It isn't possible to give a "yes" or "no" answer to this question because a lot depends on the specific facts. But usually the situation giving rise to the question involves a parent dying and leaving his or her only house to a child. In other words, there is only one parent's name on the title to the house (as opposed to a title with joint names on it). And note that a child must be of the age of majority in that province to inherit the house.
Because the house is real estate, there will have to be a Grant of Probate or a Grant of Administration issued by the court before the house can be transferred to the child. There is a probate fee involved, and a fee to the Land Titles Office for their services. These fees are always paid by the estate, even if it means that the house has to be sold to pay them.

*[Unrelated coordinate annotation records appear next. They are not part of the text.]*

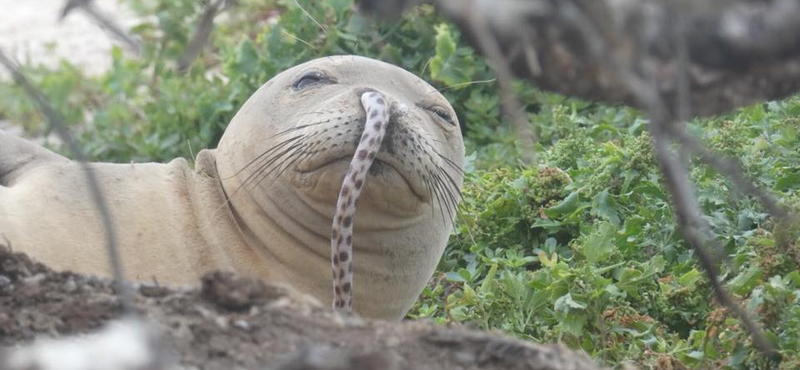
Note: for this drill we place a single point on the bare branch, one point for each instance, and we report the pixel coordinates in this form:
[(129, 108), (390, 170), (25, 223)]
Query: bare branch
[(102, 20), (600, 49), (57, 123), (203, 32), (505, 80)]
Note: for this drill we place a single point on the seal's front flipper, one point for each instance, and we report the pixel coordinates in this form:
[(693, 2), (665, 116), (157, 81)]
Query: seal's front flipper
[(18, 154)]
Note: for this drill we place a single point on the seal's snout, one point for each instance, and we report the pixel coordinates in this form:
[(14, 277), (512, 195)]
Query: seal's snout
[(361, 90)]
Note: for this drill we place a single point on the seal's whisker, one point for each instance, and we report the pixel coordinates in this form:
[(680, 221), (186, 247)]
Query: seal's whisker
[(268, 169), (430, 190), (446, 196), (271, 160), (439, 196), (454, 194), (455, 187), (266, 152), (449, 161), (284, 132)]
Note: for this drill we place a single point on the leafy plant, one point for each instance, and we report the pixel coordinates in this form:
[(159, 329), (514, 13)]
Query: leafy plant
[(579, 248)]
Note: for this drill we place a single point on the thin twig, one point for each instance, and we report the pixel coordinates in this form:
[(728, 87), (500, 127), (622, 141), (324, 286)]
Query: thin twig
[(56, 122), (505, 80), (103, 21), (732, 170), (662, 124), (201, 34)]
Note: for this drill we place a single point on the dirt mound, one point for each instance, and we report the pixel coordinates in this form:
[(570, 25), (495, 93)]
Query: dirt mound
[(232, 322)]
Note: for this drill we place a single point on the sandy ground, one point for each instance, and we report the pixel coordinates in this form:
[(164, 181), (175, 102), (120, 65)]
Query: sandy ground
[(32, 33)]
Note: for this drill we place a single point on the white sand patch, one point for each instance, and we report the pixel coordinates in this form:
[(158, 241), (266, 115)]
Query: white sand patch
[(31, 33)]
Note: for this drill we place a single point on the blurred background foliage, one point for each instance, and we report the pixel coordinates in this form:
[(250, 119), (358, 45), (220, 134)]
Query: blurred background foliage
[(579, 248)]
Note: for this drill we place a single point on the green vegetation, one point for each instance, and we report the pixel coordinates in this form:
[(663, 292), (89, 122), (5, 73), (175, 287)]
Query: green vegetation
[(579, 248)]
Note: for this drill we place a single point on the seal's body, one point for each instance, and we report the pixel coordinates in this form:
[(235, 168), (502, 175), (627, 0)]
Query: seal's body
[(262, 203)]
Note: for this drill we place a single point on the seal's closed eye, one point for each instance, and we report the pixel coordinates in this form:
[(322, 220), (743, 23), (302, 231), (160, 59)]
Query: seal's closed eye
[(311, 78)]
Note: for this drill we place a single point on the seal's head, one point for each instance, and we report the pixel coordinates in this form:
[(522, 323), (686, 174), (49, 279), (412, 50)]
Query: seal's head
[(283, 158)]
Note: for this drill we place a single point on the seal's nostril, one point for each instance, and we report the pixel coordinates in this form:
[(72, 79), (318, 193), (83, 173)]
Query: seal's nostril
[(361, 90)]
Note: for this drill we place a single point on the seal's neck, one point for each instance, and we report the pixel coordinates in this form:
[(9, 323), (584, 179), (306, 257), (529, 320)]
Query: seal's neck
[(226, 248)]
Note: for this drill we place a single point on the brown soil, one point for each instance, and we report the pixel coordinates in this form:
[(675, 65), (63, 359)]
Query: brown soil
[(232, 322)]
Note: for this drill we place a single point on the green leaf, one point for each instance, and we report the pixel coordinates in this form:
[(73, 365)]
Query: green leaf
[(574, 323), (450, 66), (690, 278), (746, 280), (600, 244), (488, 283), (568, 205), (605, 206), (787, 182)]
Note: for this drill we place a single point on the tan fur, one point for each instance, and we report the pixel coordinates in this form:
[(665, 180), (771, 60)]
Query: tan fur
[(174, 224)]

Assuming the Grant is issued and all fees are paid, title to the house will pass to the child. There is no capital gain assessed on the transfer of the house from the parent to the child because it was the parent's principal residence. If the Will instructed that the house be sold and the money given to the child, there is still no capital gains tax on the transaction.
If the child inherits the parent's house and later decides to sell it, the tax implications depend on several factors, including whether the house is the child's principal residence or not. So even though the child may receive the home without paying tax, he or she might have to pay tax when the house is sold or transferred.
As a general rule, beneficiaries in Canada don't pay tax on inheritances from Canadian estates.